I just read “Limits of Predictability in Human Mobility” by Chaoming Song, et al. (Science, Vol. 327, 2010). The paper reports an analysis of a really amazing dataset: three months of cell phone records for ~10 million customers of a large European carrier (“anonymized by the data source”). These records include information about the cell phone towers people connected to when they placed calls, what time calls were placed, and how long the calls lasted.
The research question/motivation for the analysis stated in the paper is, “What is the role of randomness in human behavior and to what degree are individual human actions predictable?” The main finding is that people’s daily mobility patterns are very predictable, even when they travel quite far on a daily basis.
I suppose researchers have not been able to model human mobility quite like this before—that’s a LOT of data, even the sample of 50,000 they used for the analysis reported in this paper. But I’m not sure I understand the claim that this finding is surprising: “Yet it is not the 93% predictability that we find the most surprising. Rather, it is the lack of variability in predictability across the population.” How surprising is it that humans are creatures of routine and habit? What was more surprising to me about this paper was the idea that “current models of human activity are fundamentally stochastic”, i.e. the previous status quo was the assumption that there is an important random component to human activity.
The paper seems to be saying “look, the assumptions made by people who study this kind of thing are WRONG, and we can prove it”. I typically like those kind of papers. But my feeling about this one is, while it is useful to know that people’s mobility patterns aren’t random if you study these kinds of things, it also seems like a giant WELL, DUH. I suspect this paper is receiving attention because of the sexy dataset, and not because it presents counterintuitive results. (I first heard about the paper on Twitter.)
For me, the most interesting aspect of the paper is how it glosses over what could very well be a huge sampling bias. This is not unique to this particular paper—many analyses of large “social computing” datasets have similar sampling biases due to technical constraints or dataset limitations. When one analyses an existing dataset, one must make do with the information one is given. (A related example is using IP geolocation to identify users’ locations when the only information you have about them is their IP address—there’s systematic bias in that data for sure, but in many cases there’s just no better way to do it.)

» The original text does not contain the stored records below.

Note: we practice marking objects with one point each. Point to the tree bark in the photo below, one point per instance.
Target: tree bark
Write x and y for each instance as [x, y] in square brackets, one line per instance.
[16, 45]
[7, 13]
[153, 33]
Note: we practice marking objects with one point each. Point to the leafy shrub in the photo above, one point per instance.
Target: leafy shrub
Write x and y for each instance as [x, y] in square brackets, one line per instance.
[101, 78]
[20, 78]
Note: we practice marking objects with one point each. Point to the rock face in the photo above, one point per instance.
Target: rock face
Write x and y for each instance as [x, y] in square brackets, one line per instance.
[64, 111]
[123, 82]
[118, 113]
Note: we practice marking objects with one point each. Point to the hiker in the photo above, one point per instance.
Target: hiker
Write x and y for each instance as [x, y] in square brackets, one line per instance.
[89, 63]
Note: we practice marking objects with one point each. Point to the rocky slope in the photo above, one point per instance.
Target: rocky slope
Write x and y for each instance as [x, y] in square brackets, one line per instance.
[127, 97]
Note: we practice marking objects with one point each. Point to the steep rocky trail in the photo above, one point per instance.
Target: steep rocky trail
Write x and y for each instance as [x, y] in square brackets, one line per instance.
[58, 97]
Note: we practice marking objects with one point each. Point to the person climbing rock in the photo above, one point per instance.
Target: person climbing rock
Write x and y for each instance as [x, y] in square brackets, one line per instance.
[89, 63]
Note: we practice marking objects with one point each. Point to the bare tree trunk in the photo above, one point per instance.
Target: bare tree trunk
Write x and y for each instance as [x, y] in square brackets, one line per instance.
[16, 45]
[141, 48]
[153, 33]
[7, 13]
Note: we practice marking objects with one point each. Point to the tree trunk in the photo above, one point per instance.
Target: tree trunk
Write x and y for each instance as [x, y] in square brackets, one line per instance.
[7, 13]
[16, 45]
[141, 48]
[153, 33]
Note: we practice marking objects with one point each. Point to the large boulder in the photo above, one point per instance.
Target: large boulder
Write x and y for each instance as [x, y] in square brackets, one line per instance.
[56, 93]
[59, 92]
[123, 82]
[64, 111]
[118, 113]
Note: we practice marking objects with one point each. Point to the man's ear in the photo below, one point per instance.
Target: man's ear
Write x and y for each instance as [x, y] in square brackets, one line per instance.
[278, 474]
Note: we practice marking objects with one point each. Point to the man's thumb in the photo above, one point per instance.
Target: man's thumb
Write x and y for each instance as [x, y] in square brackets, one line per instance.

So for example, the cell phone mobility dataset contains location information only for instances when phone calls were placed (or received?)—i.e., the phone had to be in communication with a tower for the tower location to be recorded. This means the dataset contains locations for people *only when they’re using their phones*. If a person doesn’t make any calls, their location is not captured in the dataset. Are there systematic differences in mobility behavior between people who make calls and those who don’t? I’m someone who makes maybe one phone call a day, although I send a lot of text messages and use the packet data service quite a lot. Could it be possible that people who make a lot of calls have more predictable mobility patterns? While I am *sure* this possibility has occurred to the authors, the paper doesn’t address that question. I also wonder what systematic differences exist between people who have cell phones and those who don’t. But the paper doesn’t include a discussion of sampling bias, or any other potential threats to validity.
This is a big problem, I think, in the reporting of results from super large datasets. The datasets are SO big, that they are thought of as more like population data than sample data, and the results are taken for “truth” without being subjected to appropriate scrutiny. Take this blurb written about the article, from an NPR story:
A new study used cell phone billing data for 50,00 people in a European country to show that people’s travel patterns are extremely predictable. That’s true for both homebodies and jet setters. Regardless of age, language group, etc, people’s movements were predictable 93 percent of the time. The study shows the emerging power of using cell phone data for social science research. (from http://www.npr.org/templates/story/story.php?storyId=123879603)
I think it is extremely important when reporting analyses of large datasets to be exceedingly clear about issues like sampling bias and generalizability, and I’d like to see a requirement that papers address these issues. For example, this particular paper might have reported statistics on what proportion of the dataset had to be excluded due to lack of location data. Or, the authors could have undertaken a secondary data collection to try to find out whether those excluded people differed from the analyzed sample in some systematic way.
I’m not saying I think the findings of this particular paper are invalid—the results make perfect sense, and perhaps that’s why the paper doesn’t even mention threats to validity. But then, how is the finding counterintuitive if it makes so much sense we don’t even question it a little bit?